Kaitlin Humphrey, Featured Columnist

     I stare out the window of the plane, wondering and asking God why. I look over to my dad, who sits quietly in his seat, just staring straight ahead. I wish I could say something to him, but I can’t; I’m too upset. I wipe another tear away from under my eye. I’m not upset because I lost someone I love, like my dad is. I’m upset that I missed out on that love.

     We had never been close, and we never would be. 800 miles used to separate us, but now a lifetime blocks us from each other. My family had tried to visit her more often but it was tough. Between boarding our dog, working, and school my parents found it difficult to load all of us up and make the road trip from Texas to Colorado.
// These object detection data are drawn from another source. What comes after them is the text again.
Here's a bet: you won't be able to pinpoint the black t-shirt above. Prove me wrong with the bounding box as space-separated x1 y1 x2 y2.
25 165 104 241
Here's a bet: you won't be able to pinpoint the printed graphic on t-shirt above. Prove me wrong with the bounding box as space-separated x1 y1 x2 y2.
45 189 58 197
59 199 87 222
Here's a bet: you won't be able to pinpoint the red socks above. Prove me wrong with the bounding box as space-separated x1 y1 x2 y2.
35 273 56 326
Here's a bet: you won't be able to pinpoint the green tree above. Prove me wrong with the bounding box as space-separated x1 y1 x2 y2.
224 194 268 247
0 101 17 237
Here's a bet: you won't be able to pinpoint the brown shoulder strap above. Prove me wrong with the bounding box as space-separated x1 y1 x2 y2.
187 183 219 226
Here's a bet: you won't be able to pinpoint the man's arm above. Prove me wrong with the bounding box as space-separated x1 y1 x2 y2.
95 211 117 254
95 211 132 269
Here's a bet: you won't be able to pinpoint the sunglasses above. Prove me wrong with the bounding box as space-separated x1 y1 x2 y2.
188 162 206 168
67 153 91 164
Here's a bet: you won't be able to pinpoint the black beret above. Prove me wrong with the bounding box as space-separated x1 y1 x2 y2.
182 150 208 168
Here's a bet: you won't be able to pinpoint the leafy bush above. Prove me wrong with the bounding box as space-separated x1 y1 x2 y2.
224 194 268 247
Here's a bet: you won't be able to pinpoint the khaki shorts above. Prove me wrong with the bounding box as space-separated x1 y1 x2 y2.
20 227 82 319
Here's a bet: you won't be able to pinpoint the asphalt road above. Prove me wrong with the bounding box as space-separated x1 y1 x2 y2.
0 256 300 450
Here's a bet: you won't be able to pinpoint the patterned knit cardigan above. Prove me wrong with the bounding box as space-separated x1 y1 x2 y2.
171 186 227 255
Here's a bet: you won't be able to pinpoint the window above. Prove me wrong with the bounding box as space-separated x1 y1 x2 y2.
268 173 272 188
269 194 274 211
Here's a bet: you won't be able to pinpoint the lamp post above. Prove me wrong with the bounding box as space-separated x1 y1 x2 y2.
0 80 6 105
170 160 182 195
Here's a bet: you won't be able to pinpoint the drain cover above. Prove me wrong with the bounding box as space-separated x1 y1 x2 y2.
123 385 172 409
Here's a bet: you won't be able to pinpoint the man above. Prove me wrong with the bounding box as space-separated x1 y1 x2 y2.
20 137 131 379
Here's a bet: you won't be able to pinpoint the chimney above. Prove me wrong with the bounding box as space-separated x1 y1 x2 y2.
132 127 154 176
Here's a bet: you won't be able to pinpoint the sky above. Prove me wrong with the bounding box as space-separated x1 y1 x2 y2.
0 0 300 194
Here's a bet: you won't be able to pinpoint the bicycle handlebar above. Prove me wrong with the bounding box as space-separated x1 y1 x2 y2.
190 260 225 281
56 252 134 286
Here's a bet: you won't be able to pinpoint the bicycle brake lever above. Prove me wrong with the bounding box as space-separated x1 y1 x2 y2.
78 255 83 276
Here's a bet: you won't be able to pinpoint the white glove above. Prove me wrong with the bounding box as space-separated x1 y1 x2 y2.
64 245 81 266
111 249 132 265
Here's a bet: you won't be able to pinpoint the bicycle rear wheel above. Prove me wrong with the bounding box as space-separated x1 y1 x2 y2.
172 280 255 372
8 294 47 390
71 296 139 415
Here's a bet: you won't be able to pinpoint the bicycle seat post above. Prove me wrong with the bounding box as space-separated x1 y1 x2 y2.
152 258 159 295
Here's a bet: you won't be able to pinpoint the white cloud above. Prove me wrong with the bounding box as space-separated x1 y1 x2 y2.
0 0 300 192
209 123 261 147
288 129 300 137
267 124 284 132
Excuses don’t matter though she is gone now and we will never have that special bond that other grandmas and their grandchildren have.
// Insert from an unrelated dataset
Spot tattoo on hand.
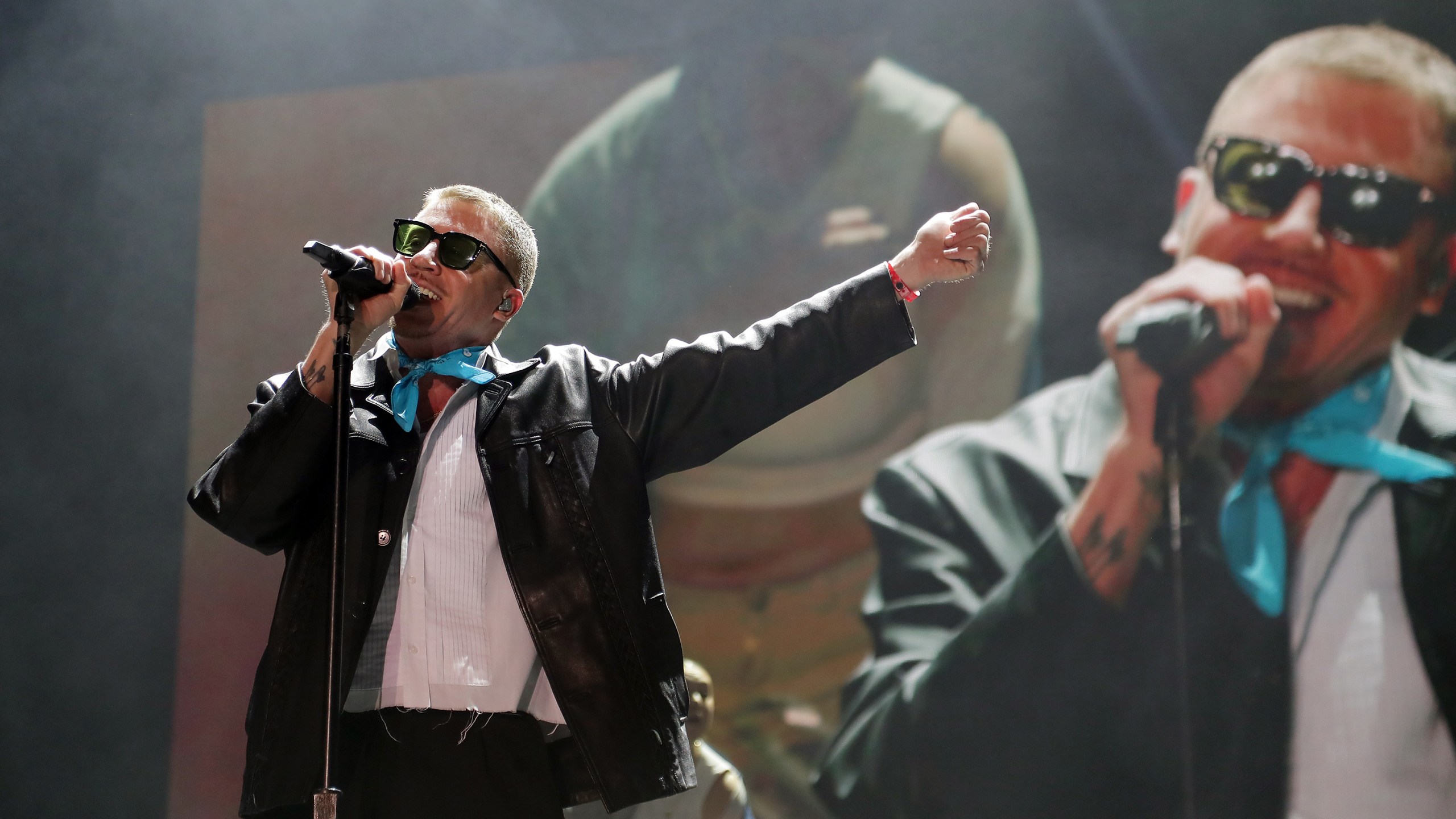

     What few memories I have of her flash through my mind. They leave me with bittersweet thoughts. I remember the last time I saw her – I had known then it would be the last. I remember standing outside of her room in the hospital, looking in as my dad said goodbye. She looked frail and worn-out. The cancer was getting the better of her and we all knew it.
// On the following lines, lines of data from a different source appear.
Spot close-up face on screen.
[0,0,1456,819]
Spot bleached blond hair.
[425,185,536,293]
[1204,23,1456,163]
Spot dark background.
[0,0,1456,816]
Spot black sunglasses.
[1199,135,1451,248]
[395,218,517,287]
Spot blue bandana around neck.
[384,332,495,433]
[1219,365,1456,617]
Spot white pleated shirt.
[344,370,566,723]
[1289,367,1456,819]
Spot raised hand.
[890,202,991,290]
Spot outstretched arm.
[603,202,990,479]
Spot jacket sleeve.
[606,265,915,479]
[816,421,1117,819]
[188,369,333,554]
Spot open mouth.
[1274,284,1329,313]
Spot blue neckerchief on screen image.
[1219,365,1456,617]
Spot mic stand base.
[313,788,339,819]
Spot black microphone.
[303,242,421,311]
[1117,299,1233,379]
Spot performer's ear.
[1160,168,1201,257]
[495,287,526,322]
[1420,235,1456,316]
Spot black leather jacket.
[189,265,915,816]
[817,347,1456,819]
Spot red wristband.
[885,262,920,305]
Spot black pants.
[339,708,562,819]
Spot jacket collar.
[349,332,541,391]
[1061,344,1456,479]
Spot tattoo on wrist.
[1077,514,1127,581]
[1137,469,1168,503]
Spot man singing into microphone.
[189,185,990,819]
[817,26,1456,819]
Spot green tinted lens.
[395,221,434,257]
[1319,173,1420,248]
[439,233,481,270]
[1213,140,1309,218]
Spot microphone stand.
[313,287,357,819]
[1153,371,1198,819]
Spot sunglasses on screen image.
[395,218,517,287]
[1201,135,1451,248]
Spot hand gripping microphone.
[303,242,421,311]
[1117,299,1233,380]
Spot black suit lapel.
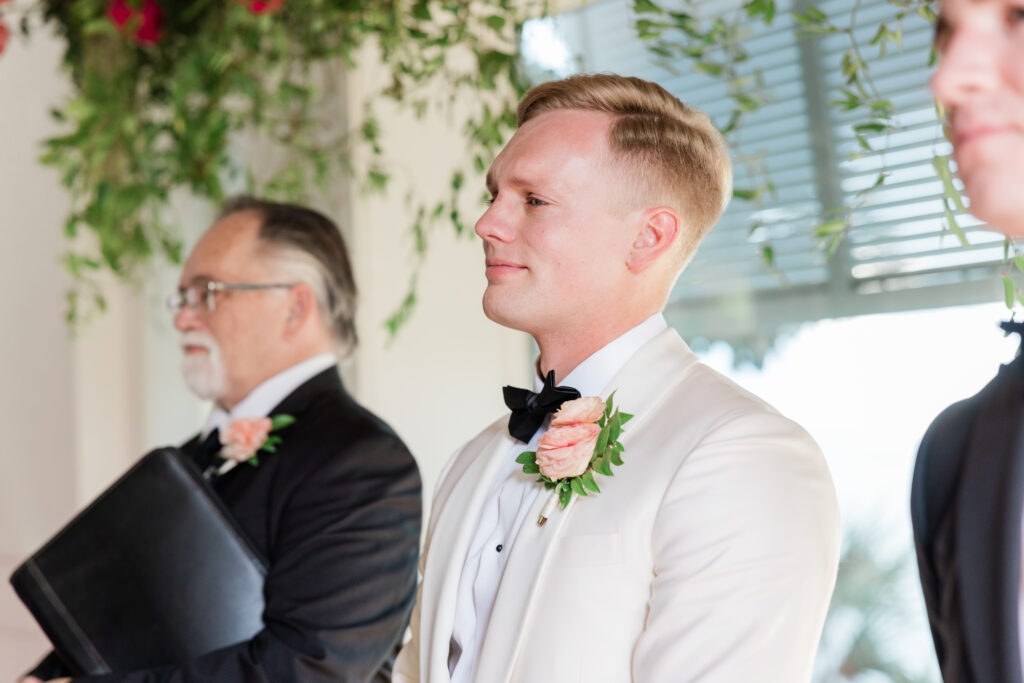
[955,356,1024,683]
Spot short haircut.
[517,74,732,268]
[219,195,356,353]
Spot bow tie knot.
[502,370,580,443]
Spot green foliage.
[633,0,969,299]
[12,0,543,330]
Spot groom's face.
[932,0,1024,234]
[476,110,641,338]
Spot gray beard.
[181,332,227,400]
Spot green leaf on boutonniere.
[569,477,587,496]
[270,415,295,431]
[515,451,537,465]
[604,389,618,419]
[558,481,572,510]
[594,425,611,454]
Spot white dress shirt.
[201,353,338,440]
[449,313,668,683]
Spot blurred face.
[174,211,288,409]
[476,111,642,337]
[932,0,1024,234]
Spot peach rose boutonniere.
[515,391,633,525]
[216,415,295,475]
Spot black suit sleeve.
[58,430,421,683]
[910,396,979,670]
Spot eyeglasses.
[167,283,297,313]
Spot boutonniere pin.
[515,391,633,526]
[216,415,295,476]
     She was a fighter. I didn’t have to know her well to realize that. She had beat breast and skin cancer, but brain cancer was different. It struck her hard. I remember walking down the cold white hall of the hospital, crying to my mom that this was the last time I would see my grandma. My mom hushed me and said we would see her again. I accepted what my mom said, but deep down in my heart I knew that this was different, that this was the last time.

    I remember crying myself to sleep that night. I prayed to God that she would go to heaven when she died. I remember calming myself down by imagining her as an angel. In my imagination she wasn’t in pain, she was young and she looked healthy. There was a heavenly glow about her; she was an entirely  new person in appearance.        

     I knew the type of person my grandma was from stories my dad had told me about her. I knew she was an artist and a good one too. We had her paintings hanging sporadically around our house. One in particular stands out in my mind – a mountain scene, a place my dad had told me she had loved dearly. It was beautifully painted, with extreme attention to detail, and when I looked at it I felt like I was in the mountains alongside my grandma.

     I regret not knowing her well. It’s not something I can change, though. It’s something I have to live with. She was a strong woman, a woman that I’m proud to call my grandma. We are separated now by more than miles. We are separated by a lifetime.